And their words seemed to them as idle tales, and they believed them not.
(Luke 24:11)

And so we reach double figures! Welcome once again to what Kehaar might call "Stories vith Meester Dando". In today's thrilling instalment, our hero's showing off lands him (as it usually does) in big trouble. You'll notice I've changed his name slightly, from u rooli roo to simply Rooli Roo, "Little Kitten". I think we know him well enough by now to give him a proper name, don't you? =;) Anyway, before we start there are four items of vocab to be learnt:

yen now, immediately. Also "suddenly"
uthow to hear, listen
-kyt nearly. This is a suffix, like -nyt etc.
sisi again (lit. "two-two")

Right then, let's get going. As in Unit 05, I'll give the Lapine story first, followed by an English translation. It's considerably longer than the previous tale - over 200 words - and this time, I'll be a little more idiomatic in the English, so don't expect an exact word-for-word match.

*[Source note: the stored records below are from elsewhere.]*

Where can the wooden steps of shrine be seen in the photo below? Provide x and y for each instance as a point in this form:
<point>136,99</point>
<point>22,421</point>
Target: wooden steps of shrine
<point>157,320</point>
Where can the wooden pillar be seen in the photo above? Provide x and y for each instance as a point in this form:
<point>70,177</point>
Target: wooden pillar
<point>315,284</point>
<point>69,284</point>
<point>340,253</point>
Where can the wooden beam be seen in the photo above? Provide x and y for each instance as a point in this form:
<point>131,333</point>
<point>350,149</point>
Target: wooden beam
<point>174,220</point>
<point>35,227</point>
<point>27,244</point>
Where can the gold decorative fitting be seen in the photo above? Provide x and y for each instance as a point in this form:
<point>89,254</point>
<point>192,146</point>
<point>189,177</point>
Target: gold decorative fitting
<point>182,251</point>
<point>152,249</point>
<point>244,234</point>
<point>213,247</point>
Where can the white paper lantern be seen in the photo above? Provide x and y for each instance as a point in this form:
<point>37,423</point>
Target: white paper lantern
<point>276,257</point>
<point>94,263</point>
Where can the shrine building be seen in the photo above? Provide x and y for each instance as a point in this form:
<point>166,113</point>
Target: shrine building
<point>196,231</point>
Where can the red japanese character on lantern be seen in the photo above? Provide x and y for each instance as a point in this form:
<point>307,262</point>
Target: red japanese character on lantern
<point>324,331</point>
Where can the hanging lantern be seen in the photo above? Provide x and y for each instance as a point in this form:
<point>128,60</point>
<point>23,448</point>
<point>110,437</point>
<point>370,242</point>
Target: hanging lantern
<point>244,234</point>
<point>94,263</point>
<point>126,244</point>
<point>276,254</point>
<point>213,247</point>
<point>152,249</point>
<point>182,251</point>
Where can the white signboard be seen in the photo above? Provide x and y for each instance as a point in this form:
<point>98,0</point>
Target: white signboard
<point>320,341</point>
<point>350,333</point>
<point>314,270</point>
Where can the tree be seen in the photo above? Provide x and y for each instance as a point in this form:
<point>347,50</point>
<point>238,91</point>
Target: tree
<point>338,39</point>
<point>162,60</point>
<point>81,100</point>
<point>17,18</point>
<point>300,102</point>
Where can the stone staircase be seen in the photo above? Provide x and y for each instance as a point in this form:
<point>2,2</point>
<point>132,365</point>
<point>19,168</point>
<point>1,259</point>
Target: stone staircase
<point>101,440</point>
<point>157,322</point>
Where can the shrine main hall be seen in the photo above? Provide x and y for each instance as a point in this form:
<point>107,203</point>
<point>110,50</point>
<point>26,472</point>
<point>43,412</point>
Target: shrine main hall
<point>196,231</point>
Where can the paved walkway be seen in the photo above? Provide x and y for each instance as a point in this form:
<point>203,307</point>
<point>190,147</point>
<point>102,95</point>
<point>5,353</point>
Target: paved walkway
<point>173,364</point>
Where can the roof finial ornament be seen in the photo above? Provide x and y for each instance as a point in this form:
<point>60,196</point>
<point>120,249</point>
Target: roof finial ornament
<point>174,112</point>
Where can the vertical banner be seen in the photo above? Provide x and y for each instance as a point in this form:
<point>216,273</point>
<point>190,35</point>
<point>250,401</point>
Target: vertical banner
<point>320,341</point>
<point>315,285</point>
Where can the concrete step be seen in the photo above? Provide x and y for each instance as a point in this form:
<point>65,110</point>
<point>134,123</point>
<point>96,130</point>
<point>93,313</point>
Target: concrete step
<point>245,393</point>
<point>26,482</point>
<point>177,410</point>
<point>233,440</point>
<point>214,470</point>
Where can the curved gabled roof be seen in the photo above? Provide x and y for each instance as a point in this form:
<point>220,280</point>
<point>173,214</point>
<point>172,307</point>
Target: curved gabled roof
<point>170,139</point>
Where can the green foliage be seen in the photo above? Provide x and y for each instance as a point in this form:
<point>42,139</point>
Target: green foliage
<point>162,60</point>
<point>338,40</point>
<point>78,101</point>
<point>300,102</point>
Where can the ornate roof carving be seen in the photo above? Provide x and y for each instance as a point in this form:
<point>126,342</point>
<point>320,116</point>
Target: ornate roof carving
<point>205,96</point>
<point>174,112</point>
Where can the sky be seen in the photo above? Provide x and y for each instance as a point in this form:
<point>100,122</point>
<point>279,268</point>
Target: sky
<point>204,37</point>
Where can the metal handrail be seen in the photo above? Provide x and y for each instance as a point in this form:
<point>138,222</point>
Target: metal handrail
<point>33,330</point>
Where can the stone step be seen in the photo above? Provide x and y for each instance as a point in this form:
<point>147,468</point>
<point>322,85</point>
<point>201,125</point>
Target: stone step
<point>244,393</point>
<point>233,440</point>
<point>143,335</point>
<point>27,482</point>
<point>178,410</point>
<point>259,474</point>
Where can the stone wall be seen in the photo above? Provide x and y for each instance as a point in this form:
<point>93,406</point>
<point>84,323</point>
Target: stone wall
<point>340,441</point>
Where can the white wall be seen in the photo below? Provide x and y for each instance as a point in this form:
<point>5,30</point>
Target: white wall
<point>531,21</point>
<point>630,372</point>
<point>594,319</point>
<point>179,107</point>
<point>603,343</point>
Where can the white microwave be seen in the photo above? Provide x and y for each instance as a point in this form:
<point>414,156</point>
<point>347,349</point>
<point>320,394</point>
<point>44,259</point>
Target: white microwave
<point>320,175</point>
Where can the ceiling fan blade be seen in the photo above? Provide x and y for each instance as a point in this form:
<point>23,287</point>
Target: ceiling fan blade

I'm sure you're capable of working things out, though - Watership Down readers are, by definition, the most intelligent people on the planet in any case! The MP3 is split into two parts for convenience - the asterisks mark the break.

[LISTEN - part one] [LISTEN - part two]

U methrah Rooli Roo ao Flayrah Ithé

Hyao, ver sie methai, Rooli Roo laynt zyz ven hlienes. An fu hithra-nyt, e laynt zayn silflay. Maythennion a Pathun laynt thli, flay flayfath.
"Hay il ma, es si!" laynt meth Rooli Roo. "
A lay zayn flay u flayrah ithé, ar a lay zayn thli yen!"
"Nao, Rooli Roo," laynt meth Maythennion.
"Nahl zayn thli, Rooli Roo!" laynt meth Pathun. "Ithéil lay elil-nyt.
Nahl zayn!"
An Rooli Roo laynt nahl uthow, a laynt meth, "es nahl lay veheeril. A lay
veth zayn, a lay tring zayn, ar a lay zayn zayn!"
Zoth, u naylte roo laynt hray il flayfath nos ithé, laynt hay u flayrah, a laynt flay. A flay. A
flay. Fu neorsé, e laynt zyz asith brek.

* * *

Yen, e laynt uthow paf. "Rooli Roo! Rooli Roo!" E laynt Maythennion. "Thli lay hrair ithéil thli!"
"Yao? Yao?" laynt meth Rooli Roo, kan e laynt nahl veth hay u ithéil - an e laynt veth uthow mai, meth a hain.
"Isth u kothenil.
Nahl the, Rooli Roo!"
Rooli Roo laynt tharn-kyt yen, an fu hithra u ithéil laynt zayn il hlienes, ao naylte roo laynt hray il Maythennion a Pathun.
"O, o, o!" laynt meth Rooli Roo. "Es si laynt vao, ar a laynt nao-nyt! A lay zayn uthow il mes yen!"
An fu neorsé-nyt, e laynt zyz...

The Story of Little Kitten and the Man's Flayrah

Once upon a time, Little Kitten was asleep at home. But eventually he went to silflay. Acorn and Bluebell were there, eating grass.
"Look at me, you two!" said Little Kitten. "I'm going to eat the man's flayrah, and I'm going there now!"
"No, Little Kitten," said Acorn.
"Don't go, Little Kitten," said Bluebell. "Men are serious elil. Don't go!"
But Little Kitten would not listen, and said, "you're not veheers. I can go, I want to go, and I'm going to go!
So, the little rabbit ran to the man's lawn, saw the flayrah, and ate. And ate. And ate. After a little while, he fell asleep by a bramble.

* * *

Suddenly, he heard stamping. "Little Kitten! Little Kitten!" It was Acorn. "There are hrair men there!"
"Where? Where?" said Little Kitten, because he couldn't see the men - although he could hear them talking and singing.
"Under the hazel trees. Don't move, Little Kitten!"
Little Kitten was almost tharn by now, but after a long while the men went home, and the little rabbit ran over to Acorn and Bluebell.
"Oh, oh, oh!" said Little Kitten. "You two were right, and I was very wrong! I'm going to listen to you now!"
But almost immediately, he fell asleep... again!